By Gabriel Stargardter
MEXICO CITY (Reuters) - Mexican President Enrique Pena Nieto on Thursday proposed legalizing marijuana-based medicines, raising the amount users can carry and freeing inmates on minor weed charges, in a major shift amid regional efforts to reboot drug policy.
Pena Nieto, who is grappling with deadly drug cartel violence, said he will send to Congress a proposal to permit the use and importation of marijuana-based medicines, and raise the amount that weed users can legally carry to 28 grams from 5 grams.
Growing and selling marijuana is illegal in Mexico and a mainstay business of violent drug gangs. Pena Nieto did not say where consumers would be able to obtain the weed they are then allowed to carry.
Pena Nieto said if his plan was approved, it would allow many people behind bars for marijuana offenses to be released. However, he gave no further details on what appeared tantamount to a retroactive pardon for such inmates.
A traditional opponent of efforts to liberalize drug laws, Pena Nieto began to modify his stance in recent months, reflecting growing regional disenchantment with the so-called War On Drugs.
"Our country has suffered the harmful effects of drug-linked organized crime.
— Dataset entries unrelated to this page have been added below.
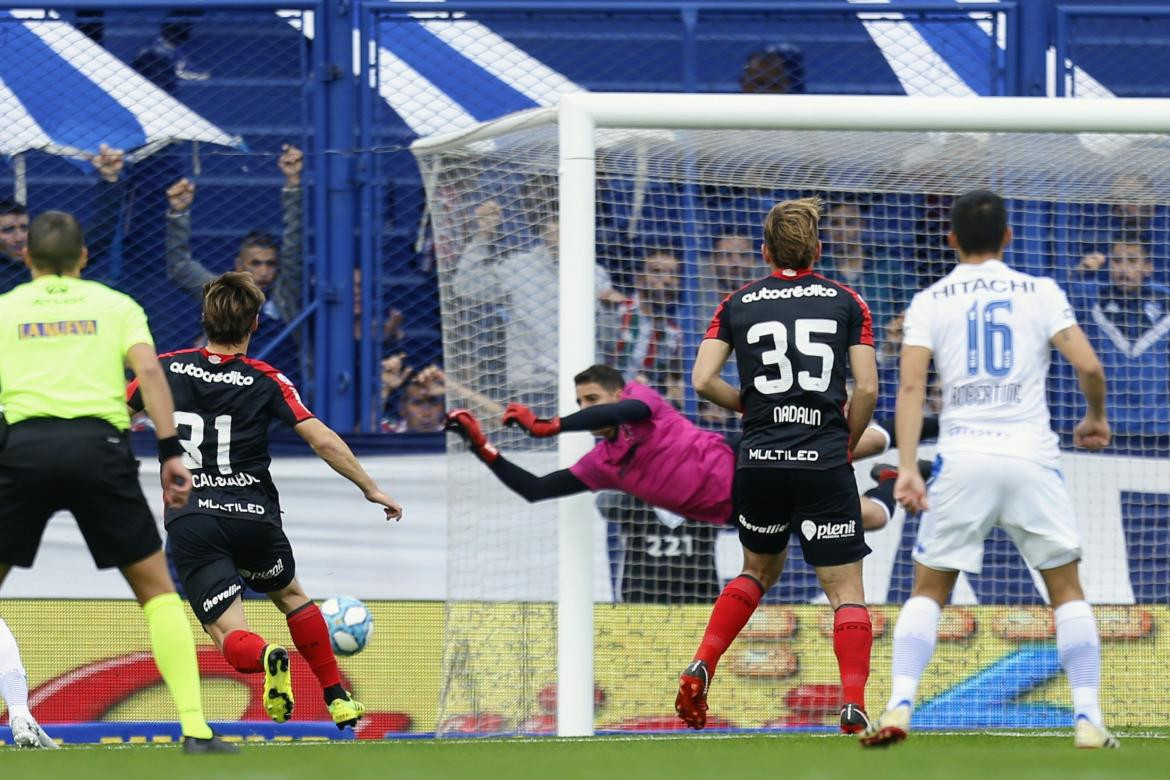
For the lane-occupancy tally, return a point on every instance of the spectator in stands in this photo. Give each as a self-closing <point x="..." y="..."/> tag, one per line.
<point x="164" y="62"/>
<point x="13" y="237"/>
<point x="276" y="268"/>
<point x="1131" y="212"/>
<point x="100" y="228"/>
<point x="1127" y="318"/>
<point x="517" y="291"/>
<point x="420" y="407"/>
<point x="734" y="262"/>
<point x="850" y="259"/>
<point x="777" y="69"/>
<point x="649" y="339"/>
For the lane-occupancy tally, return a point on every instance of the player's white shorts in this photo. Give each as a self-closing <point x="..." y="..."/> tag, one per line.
<point x="971" y="492"/>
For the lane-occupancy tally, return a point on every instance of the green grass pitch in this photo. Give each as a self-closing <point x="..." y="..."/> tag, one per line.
<point x="955" y="757"/>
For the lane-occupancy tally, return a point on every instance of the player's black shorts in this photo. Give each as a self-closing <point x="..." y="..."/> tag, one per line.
<point x="214" y="556"/>
<point x="820" y="506"/>
<point x="84" y="467"/>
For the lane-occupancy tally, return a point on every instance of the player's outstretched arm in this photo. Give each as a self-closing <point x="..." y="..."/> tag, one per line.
<point x="520" y="481"/>
<point x="910" y="490"/>
<point x="864" y="363"/>
<point x="713" y="354"/>
<point x="603" y="415"/>
<point x="159" y="405"/>
<point x="1093" y="432"/>
<point x="334" y="450"/>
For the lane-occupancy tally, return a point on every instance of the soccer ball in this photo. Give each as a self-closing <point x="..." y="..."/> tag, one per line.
<point x="349" y="622"/>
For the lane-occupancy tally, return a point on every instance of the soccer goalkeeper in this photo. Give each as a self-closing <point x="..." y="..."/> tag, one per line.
<point x="648" y="449"/>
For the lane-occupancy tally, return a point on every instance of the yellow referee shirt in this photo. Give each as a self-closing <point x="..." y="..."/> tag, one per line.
<point x="63" y="344"/>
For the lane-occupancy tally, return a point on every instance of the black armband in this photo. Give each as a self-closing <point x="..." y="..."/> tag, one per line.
<point x="169" y="448"/>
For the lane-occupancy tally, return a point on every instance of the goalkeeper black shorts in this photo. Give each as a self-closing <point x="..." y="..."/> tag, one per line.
<point x="84" y="467"/>
<point x="217" y="556"/>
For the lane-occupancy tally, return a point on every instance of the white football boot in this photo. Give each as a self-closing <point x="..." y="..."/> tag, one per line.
<point x="28" y="733"/>
<point x="1091" y="736"/>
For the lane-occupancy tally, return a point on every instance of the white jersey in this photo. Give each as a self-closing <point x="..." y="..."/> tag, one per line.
<point x="990" y="331"/>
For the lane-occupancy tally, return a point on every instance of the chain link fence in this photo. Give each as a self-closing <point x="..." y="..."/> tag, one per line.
<point x="516" y="59"/>
<point x="177" y="137"/>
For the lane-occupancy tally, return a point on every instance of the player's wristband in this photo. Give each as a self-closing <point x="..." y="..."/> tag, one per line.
<point x="169" y="448"/>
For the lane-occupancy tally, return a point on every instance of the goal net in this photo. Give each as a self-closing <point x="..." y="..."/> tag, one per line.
<point x="679" y="216"/>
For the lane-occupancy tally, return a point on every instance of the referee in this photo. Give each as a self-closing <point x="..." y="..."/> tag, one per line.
<point x="64" y="343"/>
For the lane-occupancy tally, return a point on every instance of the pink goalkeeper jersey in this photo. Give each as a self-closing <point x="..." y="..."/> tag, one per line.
<point x="663" y="460"/>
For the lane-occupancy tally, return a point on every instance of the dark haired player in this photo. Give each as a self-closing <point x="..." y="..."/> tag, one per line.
<point x="642" y="440"/>
<point x="792" y="333"/>
<point x="990" y="331"/>
<point x="229" y="532"/>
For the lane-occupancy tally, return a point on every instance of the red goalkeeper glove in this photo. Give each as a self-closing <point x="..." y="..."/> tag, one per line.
<point x="463" y="422"/>
<point x="517" y="414"/>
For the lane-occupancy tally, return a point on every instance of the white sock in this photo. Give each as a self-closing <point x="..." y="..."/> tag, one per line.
<point x="1080" y="655"/>
<point x="13" y="683"/>
<point x="914" y="643"/>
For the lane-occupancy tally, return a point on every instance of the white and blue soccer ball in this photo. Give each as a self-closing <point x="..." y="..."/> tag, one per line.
<point x="350" y="623"/>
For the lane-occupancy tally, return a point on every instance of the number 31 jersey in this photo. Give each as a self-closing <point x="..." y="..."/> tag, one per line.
<point x="224" y="406"/>
<point x="791" y="333"/>
<point x="989" y="329"/>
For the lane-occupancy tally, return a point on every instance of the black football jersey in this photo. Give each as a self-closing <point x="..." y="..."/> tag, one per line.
<point x="224" y="406"/>
<point x="791" y="333"/>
Thankfully, a new global consensus is gradually gathering steam in favor of a reform to the international drug regime," Pena Nieto said in Mexico City.
"Instead of criminalizing consumers, it will offer alternatives and opportunities."
Pena Nieto's proposals are the fruit of a national drug policy review that he called for following a landmark Supreme Court decision in November, which allowed four plaintiffs to grow and consume their own marijuana, paving the way for a liberalization of weed regulations.
After the ruling, Cristina Diaz, of Pena Nieto's ruling Institutional Revolutionary Party, presented a bill to allow the import of medical marijuana products. In January, she told Reuters she expected the bill to be approved by May.
It is unclear what will now happen to her bill.
A growing number of politicians in Latin America, where hundreds of thousands of people have died in drug-related violence in recent decades, have begun to express their unease with prohibitionist drug policies.
In the United States, two dozen states have approved marijuana for medical purposes, while recreational use of the drug has been legalized in Colorado, Washington state, Oregon, Alaska and the District of Columbia.
The president's announcement will be good news for many of the world's top companies cashing in on legal cannabis, who have been weighing a bet on entering Mexico.
Pot private equity firm Privateer Holdings calculates a legal medical and recreational cannabis market in Mexico could be worth $1.7 billion a year.